From the Guidelines
For lower extremity cellulitis, the first-line antibiotic treatment should include a 5- to 6-day course of antibiotics active against streptococci, such as cephalexin (500 mg orally four times daily) or clindamycin (300-450 mg orally four times daily). This recommendation is based on the most recent and highest quality study, which suggests that a shorter course of antibiotics is effective for nonpurulent cellulitis, particularly for patients who can self-monitor and have close follow-up with primary care 1. The choice of antibiotic should target the most common causative organisms, Streptococcus and Staphylococcus species.

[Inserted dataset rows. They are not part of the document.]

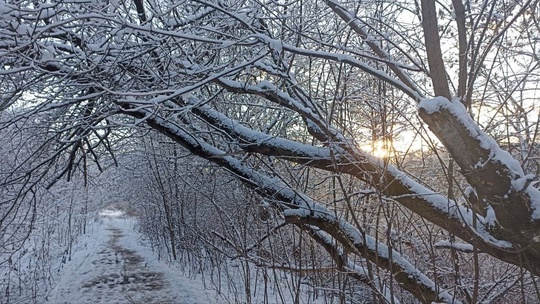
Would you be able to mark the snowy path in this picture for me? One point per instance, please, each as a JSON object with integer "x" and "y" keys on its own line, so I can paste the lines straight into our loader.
{"x": 112, "y": 266}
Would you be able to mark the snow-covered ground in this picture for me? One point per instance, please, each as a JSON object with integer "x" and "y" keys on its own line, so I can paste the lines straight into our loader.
{"x": 112, "y": 266}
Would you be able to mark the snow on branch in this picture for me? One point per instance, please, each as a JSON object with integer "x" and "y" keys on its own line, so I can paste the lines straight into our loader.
{"x": 300, "y": 208}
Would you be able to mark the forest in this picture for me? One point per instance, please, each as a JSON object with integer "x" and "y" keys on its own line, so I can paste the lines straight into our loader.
{"x": 340, "y": 151}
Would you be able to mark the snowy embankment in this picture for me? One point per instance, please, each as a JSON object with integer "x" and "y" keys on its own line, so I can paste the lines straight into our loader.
{"x": 113, "y": 266}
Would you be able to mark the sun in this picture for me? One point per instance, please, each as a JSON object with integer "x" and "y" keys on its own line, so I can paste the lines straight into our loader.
{"x": 377, "y": 148}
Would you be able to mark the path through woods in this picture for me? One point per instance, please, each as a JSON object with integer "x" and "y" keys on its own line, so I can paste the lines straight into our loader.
{"x": 112, "y": 266}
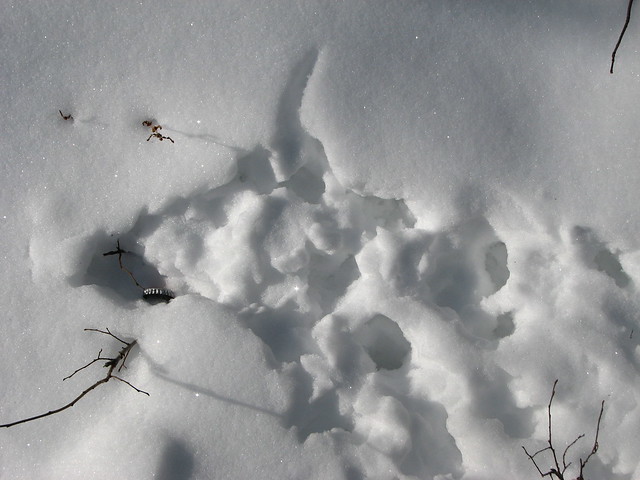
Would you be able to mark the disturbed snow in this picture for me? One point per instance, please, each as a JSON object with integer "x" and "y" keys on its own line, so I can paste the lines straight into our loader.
{"x": 389, "y": 229}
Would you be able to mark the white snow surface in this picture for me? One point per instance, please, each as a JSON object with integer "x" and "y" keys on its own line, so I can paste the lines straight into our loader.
{"x": 390, "y": 227}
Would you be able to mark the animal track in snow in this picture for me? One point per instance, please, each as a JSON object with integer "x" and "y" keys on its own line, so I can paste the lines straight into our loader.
{"x": 597, "y": 256}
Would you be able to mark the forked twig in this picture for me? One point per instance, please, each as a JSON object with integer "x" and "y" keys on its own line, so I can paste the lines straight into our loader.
{"x": 557, "y": 471}
{"x": 116, "y": 362}
{"x": 118, "y": 251}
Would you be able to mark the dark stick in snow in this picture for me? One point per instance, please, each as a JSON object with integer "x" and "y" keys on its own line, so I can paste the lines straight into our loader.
{"x": 624, "y": 29}
{"x": 116, "y": 362}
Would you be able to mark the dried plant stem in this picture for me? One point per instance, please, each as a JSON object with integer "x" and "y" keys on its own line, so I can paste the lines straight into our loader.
{"x": 556, "y": 470}
{"x": 116, "y": 362}
{"x": 624, "y": 29}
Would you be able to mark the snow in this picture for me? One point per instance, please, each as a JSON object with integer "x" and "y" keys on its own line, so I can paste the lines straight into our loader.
{"x": 389, "y": 227}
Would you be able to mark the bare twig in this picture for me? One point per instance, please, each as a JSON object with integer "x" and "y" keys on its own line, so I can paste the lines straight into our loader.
{"x": 556, "y": 471}
{"x": 119, "y": 252}
{"x": 624, "y": 29}
{"x": 66, "y": 117}
{"x": 594, "y": 449}
{"x": 112, "y": 363}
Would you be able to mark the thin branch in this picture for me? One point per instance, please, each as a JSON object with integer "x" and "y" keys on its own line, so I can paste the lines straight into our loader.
{"x": 566, "y": 465}
{"x": 624, "y": 29}
{"x": 119, "y": 252}
{"x": 594, "y": 449}
{"x": 553, "y": 450}
{"x": 107, "y": 332}
{"x": 97, "y": 359}
{"x": 112, "y": 363}
{"x": 135, "y": 388}
{"x": 557, "y": 472}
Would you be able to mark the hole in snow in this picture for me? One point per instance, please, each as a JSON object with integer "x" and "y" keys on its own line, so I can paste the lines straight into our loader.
{"x": 608, "y": 263}
{"x": 384, "y": 341}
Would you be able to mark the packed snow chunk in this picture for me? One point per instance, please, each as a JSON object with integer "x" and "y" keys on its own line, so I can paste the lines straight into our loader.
{"x": 384, "y": 341}
{"x": 346, "y": 359}
{"x": 385, "y": 423}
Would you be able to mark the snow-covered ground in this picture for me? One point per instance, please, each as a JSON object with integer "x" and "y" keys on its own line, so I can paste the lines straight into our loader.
{"x": 390, "y": 226}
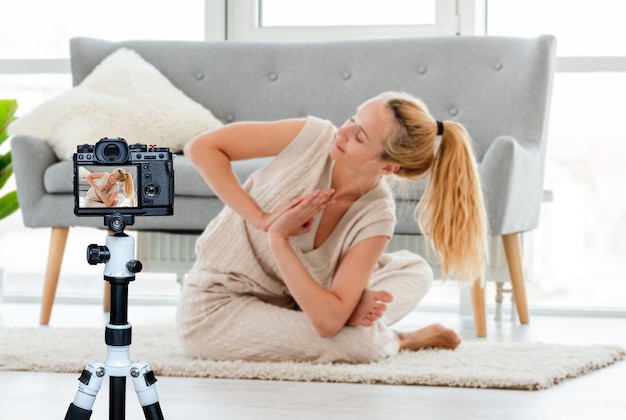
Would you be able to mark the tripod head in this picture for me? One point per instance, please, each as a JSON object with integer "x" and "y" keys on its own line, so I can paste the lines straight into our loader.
{"x": 117, "y": 222}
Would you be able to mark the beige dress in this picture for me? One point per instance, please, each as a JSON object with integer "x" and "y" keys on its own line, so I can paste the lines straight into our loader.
{"x": 236, "y": 306}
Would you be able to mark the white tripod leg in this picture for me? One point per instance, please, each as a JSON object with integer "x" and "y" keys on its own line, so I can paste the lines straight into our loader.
{"x": 144, "y": 382}
{"x": 88, "y": 386}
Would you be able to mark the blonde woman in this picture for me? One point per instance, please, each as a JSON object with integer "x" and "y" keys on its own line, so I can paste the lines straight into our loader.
{"x": 294, "y": 267}
{"x": 104, "y": 191}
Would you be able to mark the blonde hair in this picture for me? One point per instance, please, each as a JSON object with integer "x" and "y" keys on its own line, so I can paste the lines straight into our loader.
{"x": 129, "y": 186}
{"x": 452, "y": 210}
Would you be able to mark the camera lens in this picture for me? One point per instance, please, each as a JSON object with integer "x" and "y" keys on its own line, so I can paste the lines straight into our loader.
{"x": 151, "y": 191}
{"x": 111, "y": 152}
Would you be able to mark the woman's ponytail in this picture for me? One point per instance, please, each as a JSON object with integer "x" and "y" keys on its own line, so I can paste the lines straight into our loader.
{"x": 452, "y": 210}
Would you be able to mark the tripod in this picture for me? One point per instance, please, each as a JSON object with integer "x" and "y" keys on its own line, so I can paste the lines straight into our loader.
{"x": 119, "y": 270}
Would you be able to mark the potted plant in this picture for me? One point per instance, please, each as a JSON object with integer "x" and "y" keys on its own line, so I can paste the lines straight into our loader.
{"x": 8, "y": 201}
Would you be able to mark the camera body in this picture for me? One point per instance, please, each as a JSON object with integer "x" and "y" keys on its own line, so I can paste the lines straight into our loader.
{"x": 112, "y": 177}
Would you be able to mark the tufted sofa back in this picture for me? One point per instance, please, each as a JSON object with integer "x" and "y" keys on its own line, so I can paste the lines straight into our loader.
{"x": 493, "y": 85}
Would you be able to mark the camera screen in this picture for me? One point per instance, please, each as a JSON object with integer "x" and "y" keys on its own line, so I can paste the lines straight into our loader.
{"x": 107, "y": 186}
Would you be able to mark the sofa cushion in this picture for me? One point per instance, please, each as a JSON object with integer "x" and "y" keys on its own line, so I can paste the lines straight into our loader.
{"x": 125, "y": 96}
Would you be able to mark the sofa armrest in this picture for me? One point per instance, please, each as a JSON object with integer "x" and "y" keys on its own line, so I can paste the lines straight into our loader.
{"x": 512, "y": 178}
{"x": 31, "y": 157}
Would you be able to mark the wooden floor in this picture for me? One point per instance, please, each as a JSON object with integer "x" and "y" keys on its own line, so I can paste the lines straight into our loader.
{"x": 599, "y": 395}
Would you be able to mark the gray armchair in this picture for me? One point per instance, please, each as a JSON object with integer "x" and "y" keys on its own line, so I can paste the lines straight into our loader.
{"x": 498, "y": 87}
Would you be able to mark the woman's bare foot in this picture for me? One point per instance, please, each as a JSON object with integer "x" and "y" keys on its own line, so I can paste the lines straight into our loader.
{"x": 370, "y": 308}
{"x": 432, "y": 336}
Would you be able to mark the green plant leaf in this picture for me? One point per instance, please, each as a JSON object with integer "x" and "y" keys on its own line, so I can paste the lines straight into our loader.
{"x": 7, "y": 112}
{"x": 5, "y": 173}
{"x": 8, "y": 204}
{"x": 5, "y": 161}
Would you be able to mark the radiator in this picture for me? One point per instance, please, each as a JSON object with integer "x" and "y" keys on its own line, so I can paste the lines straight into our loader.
{"x": 166, "y": 252}
{"x": 175, "y": 253}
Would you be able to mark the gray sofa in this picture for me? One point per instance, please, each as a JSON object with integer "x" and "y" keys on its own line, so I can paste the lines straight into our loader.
{"x": 498, "y": 87}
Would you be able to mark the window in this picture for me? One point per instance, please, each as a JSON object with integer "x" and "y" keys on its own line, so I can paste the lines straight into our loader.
{"x": 289, "y": 13}
{"x": 41, "y": 28}
{"x": 287, "y": 20}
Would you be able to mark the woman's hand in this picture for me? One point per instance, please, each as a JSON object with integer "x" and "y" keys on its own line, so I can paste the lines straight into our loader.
{"x": 296, "y": 217}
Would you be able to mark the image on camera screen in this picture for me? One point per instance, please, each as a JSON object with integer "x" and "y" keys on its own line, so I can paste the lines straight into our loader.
{"x": 107, "y": 186}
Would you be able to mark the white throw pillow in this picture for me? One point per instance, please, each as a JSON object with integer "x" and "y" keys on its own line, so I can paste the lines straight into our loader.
{"x": 125, "y": 96}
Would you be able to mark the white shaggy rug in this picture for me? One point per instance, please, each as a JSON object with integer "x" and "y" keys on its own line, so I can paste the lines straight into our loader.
{"x": 531, "y": 366}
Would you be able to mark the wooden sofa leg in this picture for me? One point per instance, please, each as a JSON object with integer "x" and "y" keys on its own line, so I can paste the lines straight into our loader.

- Key considerations for antibiotic selection include:
- Patient allergies and local resistance patterns
- Presence of systemic signs of infection or suspected MRSA, which may require broader coverage with antibiotics such as trimethoprim-sulfamethoxazole or doxycycline
- Severity of infection, with more severe cases potentially requiring hospitalization and intravenous antibiotics such as cefazolin, vancomycin, or piperacillin-tazobactam
- Additional management strategies for lower extremity cellulitis include:
- Elevation of the affected limb to reduce swelling
- Monitoring for spreading redness or fever
- Follow-up within 48-72 hours to ensure improvement
- Adjustment of antibiotic selection based on culture results when available The 2014 IDSA guideline also recommends considering extension of treatment if the infection has not improved after 5 days 1. However, the more recent 2021 guideline from the American College of Physicians suggests that a 5- to 6-day course of antibiotics is sufficient for nonpurulent cellulitis 1.
From the FDA Drug Label
Prescribing dicloxacillin sodium capsules in the absence of a proven or strongly suspected bacterial infection or a prophylactic indication is unlikely to provide benefit to the patient and increases the risk of the development of drug-resistant bacteria
Prescribing cephalexin capsules, cephalexin for oral suspension, or cephalexin tablets in the absence of a proven or strongly suspected bacterial infection or a prophylactic indication is unlikely to provide benefit to the patient and increases the risk of the development of drug-resistant bacteria
The antibiotics (abx) that can be used to treat lower extremity cellulitis are:
From the Research
Antibiotics for Lower Extremity Cellulitis
- The choice of antibiotics for lower extremity cellulitis depends on the suspected causative pathogens and local resistance patterns 4, 5, 6.
- Commonly used antibiotics for cellulitis include:
- Cephalexin
- Trimethoprim-sulfamethoxazole
- Clindamycin
- Cefdinir
- A study found that trimethoprim-sulfamethoxazole had a higher treatment success rate than cephalexin for outpatient cellulitis, especially in areas with high prevalence of community-associated methicillin-resistant Staphylococcus aureus (MRSA) infections 4.
- Another study found that the addition of trimethoprim-sulfamethoxazole to cephalexin did not improve outcomes for patients with uncomplicated cellulitis, but the results were not conclusive and further research may be needed 5, 6.
- Cefdinir has been shown to be effective in treating mild to moderate uncomplicated skin and skin structure infections, including cellulitis, with a clinical cure rate similar to that of cephalexin 7.
Considerations for Antibiotic Choice
- The presence of MRSA should be considered when choosing an antibiotic, as some antibiotics such as trimethoprim-sulfamethoxazole and clindamycin have activity against MRSA 4, 5, 6.
- The severity of the cellulitis and the presence of underlying conditions such as diabetes or immunosuppression should also be considered when choosing an antibiotic 4, 5, 6.
- The use of anti-inflammatory therapy in addition to antibiotics may help to hasten the resolution of inflammation and improve outcomes 8.